I just checked my cupboard to see what pasta I actually had. I have a box of Barilla Angel Hair pasta and three boxes of Kroger brand penne. I think that pasta may in fact be one of the least brand conscious decisions I make. All the boxes are typically the same color and all of them are very similar in price. Additionally I typically notice very little difference in taste.
I think when I buy pasta it’s more, “I need some regular noodles, maybe some rigatoni, maybe some penne” and then I just grab the first boxes I see for each type of noodle.
Prices vary widely at Kroger (and I assume elsewhere). One brand of spaghetti goes for a dollar. Another brand goes for five.
Yeah, I’ll buy whatever brand of pasta. I’ve never had one that was unacceptable (except that Barilla box with the spider in it!).
I did end up buying Barilla more than half of the time though, and sometimes their sauce too. No more.
I’ll have to check the next time I’m at Kroger, personally I can’t remember paying more than $3 or so for pasta, and the pasta I’m buying the price differences are usually too small to care about.

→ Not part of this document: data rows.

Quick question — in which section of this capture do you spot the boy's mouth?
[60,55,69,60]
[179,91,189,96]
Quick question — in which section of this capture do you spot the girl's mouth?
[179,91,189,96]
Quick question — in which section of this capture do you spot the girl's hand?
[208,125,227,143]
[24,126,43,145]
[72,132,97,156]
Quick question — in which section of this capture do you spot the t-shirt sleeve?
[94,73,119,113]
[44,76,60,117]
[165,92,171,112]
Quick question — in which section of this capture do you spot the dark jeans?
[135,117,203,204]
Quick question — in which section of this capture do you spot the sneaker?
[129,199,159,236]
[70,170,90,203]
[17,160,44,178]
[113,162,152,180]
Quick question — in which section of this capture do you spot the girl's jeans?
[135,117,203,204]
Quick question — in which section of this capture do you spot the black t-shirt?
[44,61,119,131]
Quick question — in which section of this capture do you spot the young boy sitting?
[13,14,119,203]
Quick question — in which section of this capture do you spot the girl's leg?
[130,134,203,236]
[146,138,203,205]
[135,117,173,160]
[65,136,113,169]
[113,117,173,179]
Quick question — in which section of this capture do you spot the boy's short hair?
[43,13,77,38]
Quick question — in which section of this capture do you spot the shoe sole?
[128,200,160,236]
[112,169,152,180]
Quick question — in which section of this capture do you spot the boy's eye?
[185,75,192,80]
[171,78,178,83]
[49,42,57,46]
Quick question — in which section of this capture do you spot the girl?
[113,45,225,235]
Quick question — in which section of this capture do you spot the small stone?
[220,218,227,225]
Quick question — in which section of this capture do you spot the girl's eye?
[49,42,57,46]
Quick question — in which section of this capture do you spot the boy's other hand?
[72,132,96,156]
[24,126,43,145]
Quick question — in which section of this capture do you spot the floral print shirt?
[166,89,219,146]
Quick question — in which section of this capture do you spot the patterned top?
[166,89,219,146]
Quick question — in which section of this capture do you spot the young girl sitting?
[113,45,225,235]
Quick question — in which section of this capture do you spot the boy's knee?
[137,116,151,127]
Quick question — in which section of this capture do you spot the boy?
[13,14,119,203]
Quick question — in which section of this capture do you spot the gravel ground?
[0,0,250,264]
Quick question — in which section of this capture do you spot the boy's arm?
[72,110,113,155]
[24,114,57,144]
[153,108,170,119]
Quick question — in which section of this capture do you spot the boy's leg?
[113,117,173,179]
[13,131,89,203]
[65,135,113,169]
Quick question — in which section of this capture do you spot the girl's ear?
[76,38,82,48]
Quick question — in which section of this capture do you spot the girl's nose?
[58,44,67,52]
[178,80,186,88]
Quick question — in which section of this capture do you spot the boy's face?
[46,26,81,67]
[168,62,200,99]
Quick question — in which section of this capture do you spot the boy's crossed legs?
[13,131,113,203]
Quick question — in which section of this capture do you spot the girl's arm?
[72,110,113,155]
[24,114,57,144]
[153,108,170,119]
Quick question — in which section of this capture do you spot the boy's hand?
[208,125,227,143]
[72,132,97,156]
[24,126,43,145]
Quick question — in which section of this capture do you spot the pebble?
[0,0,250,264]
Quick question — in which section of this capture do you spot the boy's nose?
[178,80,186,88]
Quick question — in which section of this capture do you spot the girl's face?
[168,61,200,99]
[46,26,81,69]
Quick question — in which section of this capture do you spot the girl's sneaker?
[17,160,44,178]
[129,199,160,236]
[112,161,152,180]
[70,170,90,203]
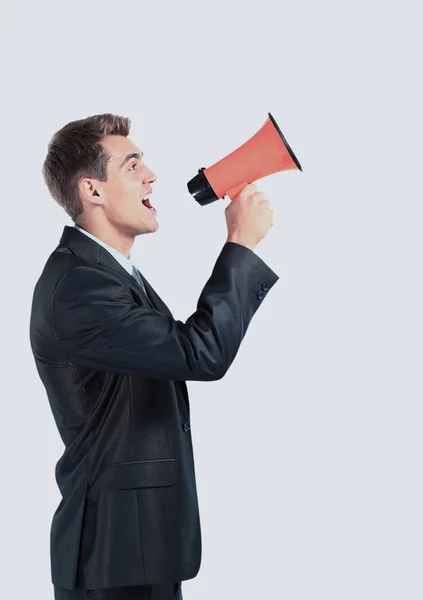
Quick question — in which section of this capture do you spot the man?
[30,114,279,600]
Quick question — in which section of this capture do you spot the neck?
[75,222,134,258]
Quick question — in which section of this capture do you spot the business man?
[30,114,279,600]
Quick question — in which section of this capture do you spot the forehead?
[101,135,142,163]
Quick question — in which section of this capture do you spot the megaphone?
[187,113,303,206]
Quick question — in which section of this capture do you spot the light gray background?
[0,0,423,600]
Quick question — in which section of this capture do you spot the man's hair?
[42,113,131,222]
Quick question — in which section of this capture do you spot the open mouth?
[142,198,157,213]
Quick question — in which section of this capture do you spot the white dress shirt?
[74,225,137,275]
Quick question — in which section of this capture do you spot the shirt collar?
[74,224,135,275]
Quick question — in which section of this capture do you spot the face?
[80,135,159,237]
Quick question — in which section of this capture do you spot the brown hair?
[42,113,131,222]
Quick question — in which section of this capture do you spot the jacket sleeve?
[51,242,279,381]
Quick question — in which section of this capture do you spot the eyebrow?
[119,152,144,169]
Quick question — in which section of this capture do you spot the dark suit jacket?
[30,226,279,590]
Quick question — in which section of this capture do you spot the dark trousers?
[54,581,183,600]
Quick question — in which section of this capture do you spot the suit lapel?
[60,225,173,318]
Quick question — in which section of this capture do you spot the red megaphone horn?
[187,113,303,206]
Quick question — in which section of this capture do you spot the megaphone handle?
[225,181,248,200]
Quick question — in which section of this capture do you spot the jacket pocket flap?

I’ve noticed something like Angel Hair, the Kroger brand might be $1.29 or something and the Barilla or whatever will be $1.99 maybe. Usually anything that starts with $1.xx is low enough that I’m just grabbing the first one my hand reaches.
I’ve noticed rigatoni is always a bit more expensive than the non-hollow pastas, and I want to say it’s around $2.xx-$3/box but if there are $5/box pastas at my Kroger they must be invisible to me because the concept of paying that much for a box of dry pasta is so ridiculous my mind just mentally blocks it from my sight.